Platform Engineering Overview

Platform Engineering builds Internal Developer Platforms (IDPs) that abstract infrastructure complexity and provide self-service capabilities to application developers — enabling them to move faster without needing deep ops expertise.

What is Platform Engineering?

Platform Engineering is the discipline of designing and building toolchains and workflows that enable self-service capabilities for software engineering organizations in the cloud-native era. A Platform Engineering team builds and maintains the Internal Developer Platform (IDP) — a layer of tools, services, and processes that application teams consume to build, deploy, and operate their software.

The core philosophy is building "paved roads": opinionated, well-maintained paths that developers can follow to get their work done quickly and safely. Paved roads do not eliminate escape hatches — teams can deviate when genuinely necessary — but they reduce cognitive load for the common case.

Internal Developer Platform (IDP)

An IDP typically encompasses:

  • Self-service infrastructure provisioning — developers request environments, databases, queues without filing tickets
  • Golden path templates — opinionated project scaffolding that encodes security, observability, and compliance by default
  • Developer portal — a unified UI (e.g., Backstage) for discovering services, docs, and runbooks
  • Integrated CI/CD pipelines — reusable pipeline templates that handle build, test, security scan, and deploy
  • Secrets and config management — centralized, auditable secret delivery without manual distribution
  • Observability defaults — logs, metrics, and traces wired automatically for every new service
Key outcome: A developer creating a new microservice goes from zero to production-ready in hours, not weeks — because the platform handles the undifferentiated heavy lifting.

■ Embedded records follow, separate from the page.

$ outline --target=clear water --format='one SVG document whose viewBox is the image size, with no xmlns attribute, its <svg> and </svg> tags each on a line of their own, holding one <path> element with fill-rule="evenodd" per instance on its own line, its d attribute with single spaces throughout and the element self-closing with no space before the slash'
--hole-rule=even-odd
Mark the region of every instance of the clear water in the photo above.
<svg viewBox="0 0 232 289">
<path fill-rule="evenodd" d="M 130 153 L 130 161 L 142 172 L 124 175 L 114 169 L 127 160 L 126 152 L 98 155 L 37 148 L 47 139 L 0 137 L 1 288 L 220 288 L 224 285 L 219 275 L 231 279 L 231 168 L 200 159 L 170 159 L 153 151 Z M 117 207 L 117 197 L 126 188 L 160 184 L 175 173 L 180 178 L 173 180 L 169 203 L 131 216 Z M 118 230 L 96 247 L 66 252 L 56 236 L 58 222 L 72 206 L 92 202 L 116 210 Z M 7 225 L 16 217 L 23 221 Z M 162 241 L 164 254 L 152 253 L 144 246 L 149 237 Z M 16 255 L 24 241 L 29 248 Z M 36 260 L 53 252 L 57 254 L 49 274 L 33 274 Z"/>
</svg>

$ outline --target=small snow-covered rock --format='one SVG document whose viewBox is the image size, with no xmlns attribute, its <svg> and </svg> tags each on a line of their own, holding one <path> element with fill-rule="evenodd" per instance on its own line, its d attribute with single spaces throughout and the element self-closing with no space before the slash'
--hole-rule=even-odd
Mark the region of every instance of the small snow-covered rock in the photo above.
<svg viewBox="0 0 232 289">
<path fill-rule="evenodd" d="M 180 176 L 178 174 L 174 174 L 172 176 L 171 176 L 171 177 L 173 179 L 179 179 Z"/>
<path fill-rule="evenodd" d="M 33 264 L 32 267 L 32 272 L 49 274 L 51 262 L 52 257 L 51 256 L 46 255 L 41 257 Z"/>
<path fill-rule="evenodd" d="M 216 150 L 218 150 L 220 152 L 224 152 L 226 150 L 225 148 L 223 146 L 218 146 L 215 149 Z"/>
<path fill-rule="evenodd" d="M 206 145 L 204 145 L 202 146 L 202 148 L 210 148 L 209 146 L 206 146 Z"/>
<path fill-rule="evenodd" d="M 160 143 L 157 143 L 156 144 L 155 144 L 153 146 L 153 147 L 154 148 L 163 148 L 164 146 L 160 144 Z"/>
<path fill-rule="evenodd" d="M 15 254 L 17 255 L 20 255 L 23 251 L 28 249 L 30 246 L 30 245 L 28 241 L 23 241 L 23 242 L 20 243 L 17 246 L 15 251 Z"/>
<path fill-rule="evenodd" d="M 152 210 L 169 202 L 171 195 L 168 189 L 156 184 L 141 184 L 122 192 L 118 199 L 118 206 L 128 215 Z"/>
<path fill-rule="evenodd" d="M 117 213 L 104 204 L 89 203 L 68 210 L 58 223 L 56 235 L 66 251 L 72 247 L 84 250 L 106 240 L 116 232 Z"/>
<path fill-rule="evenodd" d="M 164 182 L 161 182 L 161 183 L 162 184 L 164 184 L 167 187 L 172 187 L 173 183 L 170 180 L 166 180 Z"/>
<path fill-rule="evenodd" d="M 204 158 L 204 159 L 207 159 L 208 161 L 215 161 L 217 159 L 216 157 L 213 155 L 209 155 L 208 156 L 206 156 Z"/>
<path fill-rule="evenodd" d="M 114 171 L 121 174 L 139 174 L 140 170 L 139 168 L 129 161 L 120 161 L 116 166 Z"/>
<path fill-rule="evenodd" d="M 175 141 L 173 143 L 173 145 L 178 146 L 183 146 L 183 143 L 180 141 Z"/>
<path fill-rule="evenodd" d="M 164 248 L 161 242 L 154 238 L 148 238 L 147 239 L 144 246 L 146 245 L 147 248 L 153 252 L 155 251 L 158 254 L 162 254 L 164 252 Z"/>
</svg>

Platform Engineering vs DevOps vs SRE

These roles are complementary, not competing. Understanding the distinction avoids organizational confusion:

Dimension DevOps SRE Platform Engineering
Primary focus Culture & collaboration between dev and ops Reliability, SLOs, incident response Developer productivity via IDP
Customer The organization as a whole End users (reliability) Internal developers
Output Practices and culture Runbooks, SLOs, on-call Tools, APIs, self-service workflows
Success metric Deployment frequency, lead time Error budget, MTTR Developer NPS, time-to-first-deploy

In mature organizations, all three exist: SRE defines reliability standards, Platform Engineering implements the tooling that makes those standards easy to meet, and DevOps culture ensures teams actually collaborate around them.

Team Topologies

The Team Topologies framework by Skelton & Pais provides the language for structuring platform organizations. Four fundamental team types:

Stream-Aligned Teams

Aligned to a flow of work from a business domain (e.g., "Checkout", "Payments"). They own their service end-to-end. They are the primary consumers of the platform — everything the platform team builds must reduce cognitive load for stream-aligned teams.

Platform Teams

Provide a compelling internal product that stream-aligned teams can use self-service. They absorb accidental complexity (Kubernetes, Vault, observability stack) and expose simple, reliable APIs. They must treat internal developers as customers.

Enabling Teams

Help stream-aligned teams acquire missing capabilities (e.g., a security enabling team that helps teams adopt SAST tooling). Enabling teams work in a time-limited, collaborative mode — they upskill and then step back.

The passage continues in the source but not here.